Eine Ära geht zu Ende

Gestern war der zweite Advent. Gestern war der verkaufsoffene Sonntag. Gestern hatte in der Nordhäuser Altstadt ein Hof geöffnet. Es wird wohl das letzte Mal gewesen sein. Ein Ehepaar verabschiedet sich aus dem Geschäftsleben. Zeit für ein Gespräch...

Christel und Hansjürgen Nüßle in ihrem Geschäft, das am 31. Dezember schließen wird. (Foto: nnz) Christel und Hansjürgen Nüßle in ihrem Geschäft, das am 31. Dezember schließen wird. (Foto: nnz)
Hansjürgen Nüßle hatte den Wein aus Auleben geholt, im Hof der Barfüßerstraße 20 wurde das zum weihnachtlichen Glühwein veredelte Getränk angeboten. Ende voriger Woche hatten Christel und Hansjürgen Nüßle auch mal Zeit für ein Gespräch mit der nnz. "Vor Jahren, da waren in der Altstadt viele Höfe offen, luden die Besucher in der Vorweihnachtszeit zum Verweilen ein. Jetzt sind nur noch wir übrig geblieben". Es klingt wehmütig, wie es der Goldschmiedemeister, der auf 75 Lebensjahre zurückblicken kann, so dahersagt.

In dieser Barfüßerstraße 20 arbeitet und lebt Hansjürgen Nüßle nun 60 Jahre. 1955 begann er in der väterlichen Goldschmiedewerkstatt seine Lehre. Wurde Goldschmiedemeister, 1977 übernahm er das Geschäft. "Das Geschäft bestand hauptsächlich aus Werkstattarbeit, 90 Prozent davon mit Material der Kunden", erinnert sich der 75jährige.

Dann die Wende und alles wurde anders. Das Haus kaufen, den Laden ausbauen, neue Sortimente hinzunehmen, den Bedarf der Menschen befriedigen. Dann begann einer der beiden Nüßle-Söhne, Alexander, mit der Lehre und Ausbildung - wie einst der Vater. Er machte sich selbständig mit einem Geschäft in der Atrium-Passage.
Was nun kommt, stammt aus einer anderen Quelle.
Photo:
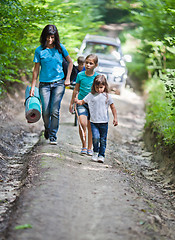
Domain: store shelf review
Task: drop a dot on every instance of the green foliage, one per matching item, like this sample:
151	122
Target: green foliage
20	31
160	116
169	82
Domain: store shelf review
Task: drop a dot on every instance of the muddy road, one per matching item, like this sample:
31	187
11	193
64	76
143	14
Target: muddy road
68	197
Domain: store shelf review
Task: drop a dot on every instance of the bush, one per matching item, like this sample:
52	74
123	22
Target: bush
160	116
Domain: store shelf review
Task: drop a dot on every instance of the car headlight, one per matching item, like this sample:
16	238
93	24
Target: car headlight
118	71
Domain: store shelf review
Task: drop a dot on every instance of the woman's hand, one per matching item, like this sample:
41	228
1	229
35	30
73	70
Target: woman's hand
71	108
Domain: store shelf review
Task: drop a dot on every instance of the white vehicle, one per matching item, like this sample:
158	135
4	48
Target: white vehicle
111	61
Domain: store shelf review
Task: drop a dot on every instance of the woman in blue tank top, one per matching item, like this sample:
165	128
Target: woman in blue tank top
48	65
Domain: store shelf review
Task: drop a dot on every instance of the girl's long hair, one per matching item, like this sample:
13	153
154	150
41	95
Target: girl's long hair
100	79
50	30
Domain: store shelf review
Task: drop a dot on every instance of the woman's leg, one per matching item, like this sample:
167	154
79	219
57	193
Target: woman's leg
57	93
45	92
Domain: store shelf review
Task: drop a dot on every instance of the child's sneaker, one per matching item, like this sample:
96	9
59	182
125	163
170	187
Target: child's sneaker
94	157
53	141
84	151
101	159
89	152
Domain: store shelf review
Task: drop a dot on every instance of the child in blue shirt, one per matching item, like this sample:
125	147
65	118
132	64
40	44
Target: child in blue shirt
83	86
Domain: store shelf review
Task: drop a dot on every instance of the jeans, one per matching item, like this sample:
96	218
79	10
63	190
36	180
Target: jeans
51	95
99	137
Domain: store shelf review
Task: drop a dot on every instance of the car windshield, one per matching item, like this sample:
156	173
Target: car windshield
106	51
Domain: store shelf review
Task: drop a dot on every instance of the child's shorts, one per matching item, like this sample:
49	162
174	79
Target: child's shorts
83	110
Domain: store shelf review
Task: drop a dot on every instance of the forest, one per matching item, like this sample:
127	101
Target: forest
152	68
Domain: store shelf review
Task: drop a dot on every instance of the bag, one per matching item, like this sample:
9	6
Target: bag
32	105
74	70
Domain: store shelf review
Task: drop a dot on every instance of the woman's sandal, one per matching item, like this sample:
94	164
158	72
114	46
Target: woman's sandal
84	151
89	152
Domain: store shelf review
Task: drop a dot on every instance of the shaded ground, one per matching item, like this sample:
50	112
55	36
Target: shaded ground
69	197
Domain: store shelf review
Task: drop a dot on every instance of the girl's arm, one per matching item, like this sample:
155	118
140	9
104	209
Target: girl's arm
79	102
69	70
74	95
34	78
114	112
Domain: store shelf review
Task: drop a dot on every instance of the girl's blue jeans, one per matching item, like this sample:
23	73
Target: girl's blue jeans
99	137
51	95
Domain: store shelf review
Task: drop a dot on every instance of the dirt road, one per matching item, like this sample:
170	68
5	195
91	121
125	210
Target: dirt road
68	197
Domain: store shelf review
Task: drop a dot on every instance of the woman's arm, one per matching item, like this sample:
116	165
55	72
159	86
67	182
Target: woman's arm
114	112
34	78
74	95
69	70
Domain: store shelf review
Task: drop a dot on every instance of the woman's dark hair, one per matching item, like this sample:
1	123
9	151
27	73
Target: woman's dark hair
93	57
50	30
99	79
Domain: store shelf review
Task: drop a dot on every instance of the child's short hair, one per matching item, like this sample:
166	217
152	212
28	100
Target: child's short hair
92	56
99	79
80	60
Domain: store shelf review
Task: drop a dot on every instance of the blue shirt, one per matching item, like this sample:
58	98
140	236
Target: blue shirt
51	63
85	83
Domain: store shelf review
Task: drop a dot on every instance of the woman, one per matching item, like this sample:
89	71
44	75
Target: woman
48	65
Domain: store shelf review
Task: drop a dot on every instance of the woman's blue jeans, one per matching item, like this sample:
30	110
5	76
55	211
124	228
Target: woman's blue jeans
99	137
51	95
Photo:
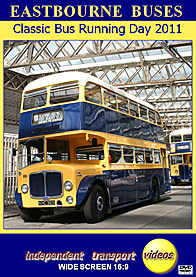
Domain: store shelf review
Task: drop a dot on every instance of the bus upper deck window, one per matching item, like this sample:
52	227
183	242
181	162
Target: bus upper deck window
152	116
143	113
158	119
34	99
133	107
64	93
187	137
149	156
93	93
109	99
57	150
122	104
128	154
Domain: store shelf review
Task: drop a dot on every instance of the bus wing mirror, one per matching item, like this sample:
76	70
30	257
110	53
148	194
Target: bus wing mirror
14	151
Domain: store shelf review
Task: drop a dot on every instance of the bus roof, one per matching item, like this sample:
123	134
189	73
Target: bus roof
63	77
183	131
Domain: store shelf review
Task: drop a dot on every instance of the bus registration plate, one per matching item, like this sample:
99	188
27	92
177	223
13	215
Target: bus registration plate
47	202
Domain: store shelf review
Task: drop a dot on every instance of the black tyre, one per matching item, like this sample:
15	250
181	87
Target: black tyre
95	206
29	214
174	182
155	192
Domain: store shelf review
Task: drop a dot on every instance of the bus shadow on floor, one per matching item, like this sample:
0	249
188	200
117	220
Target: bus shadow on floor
78	217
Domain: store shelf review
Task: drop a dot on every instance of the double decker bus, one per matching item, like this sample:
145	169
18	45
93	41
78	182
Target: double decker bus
181	155
86	145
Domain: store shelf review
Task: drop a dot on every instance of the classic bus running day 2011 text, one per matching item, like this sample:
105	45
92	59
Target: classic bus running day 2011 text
101	29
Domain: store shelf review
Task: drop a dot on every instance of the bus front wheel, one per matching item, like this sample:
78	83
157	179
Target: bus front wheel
155	192
95	206
29	214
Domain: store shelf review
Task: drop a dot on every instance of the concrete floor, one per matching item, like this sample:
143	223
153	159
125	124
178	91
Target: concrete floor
172	212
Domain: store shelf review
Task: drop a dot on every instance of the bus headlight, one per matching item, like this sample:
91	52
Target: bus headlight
68	185
69	199
24	188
Christel und Hansjürgen Nüßle blieben hier. Hier, das ist die Altstadt, die - das klingt makaber - erst nach dem sogenannten Beilmord zum Leben erweckt wurde. Es fing mit der Installation der Beleuchtung an. Nüßle erinnert sich noch an die vielen, mitunter unendlich langen Gespräche und Diskussionen mit Inge Klaan, die damals das Stadtplanungsamt leitete. Ein zentrale Frage war denn auch: Die Altstadt nur als Fußgängerzone oder für den Fahrzeugverkehr freigeben? Das Ergebnis ist bekannt, die Altstädtler hatten sich durchgesetzt. Dann kamen die Altstadtinitiative, die Altstadtfeste. Sie waren und sind immer noch mit dem Namen Nüßle verbunden.

Doch nun soll das Geschäftsbuch in der Barfüßerstraße 20 zugeklappt werden. Am 31. Dezember ist Schluss, an jenem Montag wird zum letzten Mal um 10 Uhr geöffnet. Der Impuls für diesen Schritt kam indirekt von Alexander. Der wird in der Kranichstraße, gegenüber der Marktpassage, ein neues, ein zweites Geschäft eröffnen. Warum soll es dann - 300 Meter Luftlinie weiter - noch ein Geschäft der Nüßles geben? Die Familientradition ist wieder in das Herz dieser Stadt gerückt, in der Hansjürgen Nüßle seit 75 Jahren lebt.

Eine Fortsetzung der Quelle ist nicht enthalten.